In 1917, Portugal’s currency situation was defined by severe strain and inflationary pressures stemming from its costly involvement in the First World War. The country had entered the conflict in 1916 on the side of the Allies, a decision that placed an enormous financial burden on its fragile economy. To fund the war effort, the government, led by the Democratic Party under Afonso Costa, resorted heavily to borrowing from the Bank of Portugal, which essentially meant printing money. This led to a rapid expansion of the paper money supply, decoupling it from the nation's limited gold reserves and triggering a sharp decline in the external value of the Portuguese escudo.

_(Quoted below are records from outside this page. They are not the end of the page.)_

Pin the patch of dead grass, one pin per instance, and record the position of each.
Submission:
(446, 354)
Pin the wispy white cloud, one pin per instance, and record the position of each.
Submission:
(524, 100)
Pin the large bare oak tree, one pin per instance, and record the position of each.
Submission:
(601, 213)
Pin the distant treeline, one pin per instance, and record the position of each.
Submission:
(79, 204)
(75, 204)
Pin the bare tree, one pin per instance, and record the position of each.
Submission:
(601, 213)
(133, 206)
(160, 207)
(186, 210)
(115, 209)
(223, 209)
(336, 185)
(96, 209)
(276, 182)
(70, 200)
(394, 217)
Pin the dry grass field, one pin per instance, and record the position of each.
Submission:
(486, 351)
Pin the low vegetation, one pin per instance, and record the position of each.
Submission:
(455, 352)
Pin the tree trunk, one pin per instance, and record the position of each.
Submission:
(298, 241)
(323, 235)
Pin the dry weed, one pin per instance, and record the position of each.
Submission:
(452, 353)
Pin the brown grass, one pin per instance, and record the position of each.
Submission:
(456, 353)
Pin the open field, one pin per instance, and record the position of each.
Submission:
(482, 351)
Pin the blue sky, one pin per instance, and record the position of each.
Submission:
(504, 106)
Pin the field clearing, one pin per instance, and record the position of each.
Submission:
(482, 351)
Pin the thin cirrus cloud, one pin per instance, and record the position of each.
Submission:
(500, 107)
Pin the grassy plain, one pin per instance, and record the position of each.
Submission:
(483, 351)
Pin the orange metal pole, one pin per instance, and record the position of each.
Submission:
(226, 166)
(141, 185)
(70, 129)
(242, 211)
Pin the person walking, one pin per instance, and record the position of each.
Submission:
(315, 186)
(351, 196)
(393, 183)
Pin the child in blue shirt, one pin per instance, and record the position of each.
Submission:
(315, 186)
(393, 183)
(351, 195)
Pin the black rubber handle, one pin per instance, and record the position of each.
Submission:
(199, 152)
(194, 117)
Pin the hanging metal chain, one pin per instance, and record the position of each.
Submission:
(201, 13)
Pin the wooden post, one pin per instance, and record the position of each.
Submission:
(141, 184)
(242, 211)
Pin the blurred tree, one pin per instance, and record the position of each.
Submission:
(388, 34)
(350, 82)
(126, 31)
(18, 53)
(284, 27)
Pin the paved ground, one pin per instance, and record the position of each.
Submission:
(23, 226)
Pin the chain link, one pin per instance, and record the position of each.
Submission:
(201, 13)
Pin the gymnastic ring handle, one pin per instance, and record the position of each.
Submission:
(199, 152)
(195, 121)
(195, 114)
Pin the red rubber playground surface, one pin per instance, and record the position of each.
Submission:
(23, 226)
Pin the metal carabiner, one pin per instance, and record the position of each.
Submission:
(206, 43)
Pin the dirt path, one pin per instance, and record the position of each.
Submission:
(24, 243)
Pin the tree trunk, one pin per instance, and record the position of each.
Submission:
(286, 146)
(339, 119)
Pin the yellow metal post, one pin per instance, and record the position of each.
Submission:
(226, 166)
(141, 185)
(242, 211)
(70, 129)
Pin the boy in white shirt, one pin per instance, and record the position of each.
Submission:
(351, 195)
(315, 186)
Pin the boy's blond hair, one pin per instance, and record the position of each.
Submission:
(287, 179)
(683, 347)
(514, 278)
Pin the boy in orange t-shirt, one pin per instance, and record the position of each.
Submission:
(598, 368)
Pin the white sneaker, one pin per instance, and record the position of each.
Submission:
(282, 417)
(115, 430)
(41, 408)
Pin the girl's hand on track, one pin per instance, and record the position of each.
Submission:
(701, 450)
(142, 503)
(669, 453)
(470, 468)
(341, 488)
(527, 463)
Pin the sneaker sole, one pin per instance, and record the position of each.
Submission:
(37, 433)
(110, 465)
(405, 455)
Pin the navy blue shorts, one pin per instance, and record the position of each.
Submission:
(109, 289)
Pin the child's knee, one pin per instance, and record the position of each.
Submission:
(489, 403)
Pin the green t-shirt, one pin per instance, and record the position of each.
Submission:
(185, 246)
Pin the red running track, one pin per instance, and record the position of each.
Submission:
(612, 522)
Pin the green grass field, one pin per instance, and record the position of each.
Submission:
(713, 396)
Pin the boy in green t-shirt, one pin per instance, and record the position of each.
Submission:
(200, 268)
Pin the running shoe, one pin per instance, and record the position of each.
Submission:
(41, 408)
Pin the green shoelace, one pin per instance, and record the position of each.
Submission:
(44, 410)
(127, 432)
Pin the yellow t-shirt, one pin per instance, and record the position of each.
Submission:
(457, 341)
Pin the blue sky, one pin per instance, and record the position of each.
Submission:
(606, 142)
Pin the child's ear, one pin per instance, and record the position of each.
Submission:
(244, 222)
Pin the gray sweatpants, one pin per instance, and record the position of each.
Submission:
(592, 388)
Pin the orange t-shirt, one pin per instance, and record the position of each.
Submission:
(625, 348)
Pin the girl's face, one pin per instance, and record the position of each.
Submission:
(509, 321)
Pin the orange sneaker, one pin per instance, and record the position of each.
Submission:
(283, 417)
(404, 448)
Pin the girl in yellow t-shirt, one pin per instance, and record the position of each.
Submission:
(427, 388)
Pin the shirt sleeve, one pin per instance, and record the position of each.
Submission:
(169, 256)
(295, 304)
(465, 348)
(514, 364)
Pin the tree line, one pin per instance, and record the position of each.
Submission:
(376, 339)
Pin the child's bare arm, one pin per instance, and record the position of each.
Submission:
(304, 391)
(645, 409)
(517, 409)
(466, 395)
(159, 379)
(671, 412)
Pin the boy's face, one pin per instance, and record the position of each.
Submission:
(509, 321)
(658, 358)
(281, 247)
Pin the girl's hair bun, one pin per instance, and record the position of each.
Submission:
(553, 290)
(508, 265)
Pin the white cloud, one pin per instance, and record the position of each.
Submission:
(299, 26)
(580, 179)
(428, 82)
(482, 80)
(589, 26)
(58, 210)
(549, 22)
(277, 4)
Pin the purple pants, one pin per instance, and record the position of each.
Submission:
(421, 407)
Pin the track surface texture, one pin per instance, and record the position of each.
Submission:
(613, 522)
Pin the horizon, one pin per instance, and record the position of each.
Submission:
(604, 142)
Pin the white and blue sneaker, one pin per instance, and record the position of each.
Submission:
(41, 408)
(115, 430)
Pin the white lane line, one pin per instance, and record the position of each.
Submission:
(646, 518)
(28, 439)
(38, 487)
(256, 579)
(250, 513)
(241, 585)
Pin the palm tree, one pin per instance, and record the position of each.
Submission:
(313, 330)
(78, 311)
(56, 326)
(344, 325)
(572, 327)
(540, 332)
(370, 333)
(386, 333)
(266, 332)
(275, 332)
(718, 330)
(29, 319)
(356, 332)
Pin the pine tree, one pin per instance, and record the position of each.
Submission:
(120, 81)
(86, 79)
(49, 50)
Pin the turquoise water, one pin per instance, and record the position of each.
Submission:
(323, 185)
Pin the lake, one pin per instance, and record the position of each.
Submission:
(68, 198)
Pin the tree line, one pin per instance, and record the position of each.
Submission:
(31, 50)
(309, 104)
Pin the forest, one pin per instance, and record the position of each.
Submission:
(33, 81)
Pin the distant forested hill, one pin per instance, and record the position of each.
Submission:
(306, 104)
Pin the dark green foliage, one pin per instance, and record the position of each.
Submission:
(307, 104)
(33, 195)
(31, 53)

Domestically, this monetary expansion fueled rampant inflation, severely eroding purchasing power and causing widespread social hardship. Prices for essential goods soared, while wages failed to keep pace, leading to food shortages, riots, and profound social unrest, particularly in urban centers like Lisbon. The currency crisis was both a cause and a symptom of the profound political instability that characterized the year, which culminated in the authoritarian coup of Sidónio Pais in December. His regime would later attempt to address the monetary chaos through stricter control of public finances and negotiations for foreign loans.
Internationally, the escudo's value plummeted on exchange markets, complicating the vital importation of food, raw materials, and war matériel. Portugal's financial weakness increased its dependence on its ally, Great Britain, which provided crucial loans but also demanded gold shipments as collateral, further depleting the nation's metallic reserves. Thus, the currency situation of 1917 was not merely a technical economic issue but a central factor in a national crisis, intertwining with political upheaval, social suffering, and the precariousness of Portugal's wartime footing.